Governor Bill Walker’s proposed capital budget would fund one and half million dollars of upgrades at the state-owned king and coho salmon hatchery at Crystal Lake, about 17 miles south of Petersburg.
Crystal Lake is owned by the state and operated by the Ketchikan-based private non-profit Southern Southeast Regional Aquaculture Association, or SSRAA . The money would pay for new concrete raceways where the young salmon are raised, along with plumbing underneath.
Bill Gass, SSRAA’s production manager, says some of the raceways have been leaking for several years. “The danger now is that we’re afraid this leak could turn into a catastrophic failure, at which point we could lose the whole thing,” Gass said. “So it buys us continued time to operate. We think it has to be done. It’s just a matter of how long it can hold on before it failed.”
A fire destroyed buildings and killed young salmon at the site in 2014 but the state paid to build a new facility. That construction did not include replacing the raceways or piping.
The facility produces and releases 600,000 king salmon smolt into Blind Slough each year along with 160,000 young coho salmon.
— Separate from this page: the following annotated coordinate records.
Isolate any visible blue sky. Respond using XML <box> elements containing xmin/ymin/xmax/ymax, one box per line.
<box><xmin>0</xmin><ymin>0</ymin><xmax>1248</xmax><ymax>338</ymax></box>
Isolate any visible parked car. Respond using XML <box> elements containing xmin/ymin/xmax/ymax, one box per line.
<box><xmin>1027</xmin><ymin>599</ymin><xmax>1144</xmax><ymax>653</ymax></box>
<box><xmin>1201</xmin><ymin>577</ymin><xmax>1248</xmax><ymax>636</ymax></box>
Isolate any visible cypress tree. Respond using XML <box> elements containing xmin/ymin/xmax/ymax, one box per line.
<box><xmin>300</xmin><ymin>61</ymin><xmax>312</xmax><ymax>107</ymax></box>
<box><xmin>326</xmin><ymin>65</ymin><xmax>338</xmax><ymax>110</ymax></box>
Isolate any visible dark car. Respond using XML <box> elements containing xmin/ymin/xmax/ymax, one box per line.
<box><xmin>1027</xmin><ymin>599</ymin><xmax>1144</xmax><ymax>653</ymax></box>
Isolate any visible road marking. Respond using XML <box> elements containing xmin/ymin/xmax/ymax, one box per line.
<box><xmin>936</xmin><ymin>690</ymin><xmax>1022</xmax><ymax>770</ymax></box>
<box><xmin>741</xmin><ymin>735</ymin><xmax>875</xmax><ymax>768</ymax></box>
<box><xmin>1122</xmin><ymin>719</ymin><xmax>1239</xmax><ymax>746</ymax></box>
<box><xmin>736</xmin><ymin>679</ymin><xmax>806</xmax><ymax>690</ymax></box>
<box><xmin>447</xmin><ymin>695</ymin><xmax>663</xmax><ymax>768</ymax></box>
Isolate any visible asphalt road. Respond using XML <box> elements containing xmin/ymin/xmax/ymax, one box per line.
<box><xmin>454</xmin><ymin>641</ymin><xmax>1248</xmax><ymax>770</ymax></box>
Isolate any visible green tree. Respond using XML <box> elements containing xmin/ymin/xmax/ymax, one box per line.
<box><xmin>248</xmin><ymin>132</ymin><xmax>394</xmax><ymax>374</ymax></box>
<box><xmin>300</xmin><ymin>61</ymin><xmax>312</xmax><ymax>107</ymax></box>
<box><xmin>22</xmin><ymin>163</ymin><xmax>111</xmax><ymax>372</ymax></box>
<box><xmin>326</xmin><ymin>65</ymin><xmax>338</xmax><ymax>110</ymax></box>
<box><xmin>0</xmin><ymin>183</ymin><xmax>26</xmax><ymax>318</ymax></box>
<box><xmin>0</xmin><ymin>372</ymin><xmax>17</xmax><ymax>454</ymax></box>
Other kings from Crystal Lake are also released in Neets Bay north of Ketchikan, Anita Bay near Wrangell and City Creek near Petersburg.
“Crystal Lake has been incredibly productive,” Gass said. “I don’t think people really realize as bad as the king salmon situation is, over half of the hatchery produced king salmon in Southeast Alaska spend a portion of their life at Crystal Lake.”
If this capital budget money is approved, the replacement could happen in May and June.
It’s a relatively sparse capital spending proposal this year with the state continuing to experience a multi-billion dollar annual spending deficit. The budget also includes nearly four million dollars for a hydro-electric plant in Kake and a quarter of a million dollars for the Inter-Island Ferry Authority. The funding still needs approval by the legislature.